The first determination of the arbitral tribunal was as to its jurisdiction; under the English Arbitration Act 1996, the tribunal had power to rule on its own substantive jurisdiction. It did so in this case, concluding that it had jurisdiction. Gujarat contended both before the tribunal and again before the Federal Court, that the appointment of two of the arbitrators was defective because they were not ‘commercial men’ within the meaning of the arbitration clause in the contract. The contention was dismissed by the tribunal, it finding that Gujarat had waived any defects in the appointment of the arbitrators and was therefore estopped from denying that the tribunal was improperly constituted. The challenge was also too late under the terms of the UK Act.
The second determination of the arbitral tribunal concerned the claims that Gujarat had breached the shipping contract. If the tribunal found that the contract had been breached, it was also charged with determining the basis on which damages would be calculated. The tribunal, after considering a detailed chronology of the events leading to the commencement of the arbitral proceedings, found that Gujarat was in breach of the contract and set out the manner in which damages were to be assessed.
In its third award, the arbitral tribunal determined the quantum of Armada’s entitlement to damages.
Gujarat resisted enforcement of all three of the arbitral tribunal’s awards. It relied on five grounds.
First, it claimed that because two of the arbitrators were not ‘commercial men’, Armada could not satisfy s 9 of the IAA. Secondly, it claimed that, for the same reason, the composition of the tribunal was not in accordance with the parties’ agreement.

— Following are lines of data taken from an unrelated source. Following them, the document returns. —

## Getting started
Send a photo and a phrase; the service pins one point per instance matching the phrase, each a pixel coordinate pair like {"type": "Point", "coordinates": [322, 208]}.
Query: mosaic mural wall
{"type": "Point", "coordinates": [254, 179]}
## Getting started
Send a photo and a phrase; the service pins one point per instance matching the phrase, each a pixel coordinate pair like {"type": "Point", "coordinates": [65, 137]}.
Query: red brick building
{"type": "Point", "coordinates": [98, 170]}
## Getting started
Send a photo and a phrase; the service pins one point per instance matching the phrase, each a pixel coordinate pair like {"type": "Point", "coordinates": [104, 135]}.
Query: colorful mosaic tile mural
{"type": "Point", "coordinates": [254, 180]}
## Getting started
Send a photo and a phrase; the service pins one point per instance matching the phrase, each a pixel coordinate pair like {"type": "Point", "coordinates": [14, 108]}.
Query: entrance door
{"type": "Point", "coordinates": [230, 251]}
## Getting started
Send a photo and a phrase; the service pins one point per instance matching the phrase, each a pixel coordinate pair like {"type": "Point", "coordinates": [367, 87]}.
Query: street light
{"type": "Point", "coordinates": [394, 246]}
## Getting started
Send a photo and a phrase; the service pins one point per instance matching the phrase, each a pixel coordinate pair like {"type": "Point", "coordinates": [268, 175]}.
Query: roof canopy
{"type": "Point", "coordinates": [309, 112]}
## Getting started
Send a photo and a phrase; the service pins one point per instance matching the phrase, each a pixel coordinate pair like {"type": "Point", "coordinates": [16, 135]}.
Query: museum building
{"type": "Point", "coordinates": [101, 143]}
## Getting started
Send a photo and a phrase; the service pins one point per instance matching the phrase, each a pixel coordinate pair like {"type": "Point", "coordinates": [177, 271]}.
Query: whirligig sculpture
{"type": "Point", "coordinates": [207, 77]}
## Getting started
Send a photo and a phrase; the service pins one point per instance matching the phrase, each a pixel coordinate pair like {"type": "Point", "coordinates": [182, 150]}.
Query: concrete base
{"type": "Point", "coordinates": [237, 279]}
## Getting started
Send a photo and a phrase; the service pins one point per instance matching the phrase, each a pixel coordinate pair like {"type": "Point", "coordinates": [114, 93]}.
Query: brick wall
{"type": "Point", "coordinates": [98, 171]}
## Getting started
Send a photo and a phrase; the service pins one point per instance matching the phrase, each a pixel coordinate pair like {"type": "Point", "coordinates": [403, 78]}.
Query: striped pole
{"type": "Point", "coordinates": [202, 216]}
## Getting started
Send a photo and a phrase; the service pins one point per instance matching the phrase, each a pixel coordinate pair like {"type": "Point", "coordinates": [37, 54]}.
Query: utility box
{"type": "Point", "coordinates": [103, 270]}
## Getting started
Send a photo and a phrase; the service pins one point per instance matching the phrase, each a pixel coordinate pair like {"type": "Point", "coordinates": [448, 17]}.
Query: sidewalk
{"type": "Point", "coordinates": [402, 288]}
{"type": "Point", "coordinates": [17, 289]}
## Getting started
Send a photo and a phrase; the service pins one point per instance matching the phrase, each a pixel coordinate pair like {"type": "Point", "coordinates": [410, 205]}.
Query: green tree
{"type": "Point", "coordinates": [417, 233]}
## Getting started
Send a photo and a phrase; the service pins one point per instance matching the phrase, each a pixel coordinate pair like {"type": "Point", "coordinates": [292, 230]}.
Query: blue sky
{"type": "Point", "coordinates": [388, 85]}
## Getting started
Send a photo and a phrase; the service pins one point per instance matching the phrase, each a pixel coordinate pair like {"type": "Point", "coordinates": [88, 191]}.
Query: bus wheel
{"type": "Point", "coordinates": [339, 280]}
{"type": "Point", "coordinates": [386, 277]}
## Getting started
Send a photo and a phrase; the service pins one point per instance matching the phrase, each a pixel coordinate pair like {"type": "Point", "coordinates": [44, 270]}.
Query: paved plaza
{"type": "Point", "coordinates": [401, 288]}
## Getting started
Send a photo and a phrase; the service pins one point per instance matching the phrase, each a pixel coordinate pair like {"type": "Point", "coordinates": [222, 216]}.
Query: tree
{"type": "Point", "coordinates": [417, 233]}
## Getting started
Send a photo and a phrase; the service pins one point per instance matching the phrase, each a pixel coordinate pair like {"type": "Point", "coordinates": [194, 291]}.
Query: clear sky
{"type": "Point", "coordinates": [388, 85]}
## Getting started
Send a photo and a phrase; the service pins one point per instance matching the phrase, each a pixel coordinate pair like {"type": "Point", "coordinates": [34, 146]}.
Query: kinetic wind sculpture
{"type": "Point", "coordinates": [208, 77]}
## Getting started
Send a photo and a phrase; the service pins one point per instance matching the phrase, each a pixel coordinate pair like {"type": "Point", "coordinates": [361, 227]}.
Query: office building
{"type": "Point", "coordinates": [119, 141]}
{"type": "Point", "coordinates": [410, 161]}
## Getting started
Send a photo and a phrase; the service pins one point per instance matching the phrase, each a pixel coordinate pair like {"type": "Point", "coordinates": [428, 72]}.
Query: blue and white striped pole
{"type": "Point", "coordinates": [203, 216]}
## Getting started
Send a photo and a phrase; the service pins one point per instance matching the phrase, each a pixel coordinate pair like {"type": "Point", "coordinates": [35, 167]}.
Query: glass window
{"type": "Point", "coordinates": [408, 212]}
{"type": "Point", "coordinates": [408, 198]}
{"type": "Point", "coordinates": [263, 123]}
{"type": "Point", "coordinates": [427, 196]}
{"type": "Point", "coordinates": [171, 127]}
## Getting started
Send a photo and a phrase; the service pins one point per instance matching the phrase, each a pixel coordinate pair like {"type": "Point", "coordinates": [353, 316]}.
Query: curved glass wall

Thirdly, Gujarat contended that the second award had not become binding because it purported to bind the parties in relation to future contractual damages at a time when actual damage had not been suffered. Fourthly and consequently to ground 3, Gujarat claimed that enforcement of the second award would be contrary to public policy (s 8(7)(b) of the IAA).
Finally, Gujarat claimed that the contract between it and Armada was a ‘sea carriage document’ within the meaning of s 11 of the Carriage of Goods by Sea Act 1991 (Cth) so that the contract was of no effect and the arbitrators had no jurisdiction to render Gujarat liable for damages.
Foster J dealt with Gujarat’s submission pursuant to the Carriage of Goods by Sea Act 1991 (Cth) as a preliminary matter. Relying on a decision of the Full Court of the Federal Court of Australia handed down during the currency of the litigation between Armada and Gujarat, Foster J rejected Gujarat’s submission.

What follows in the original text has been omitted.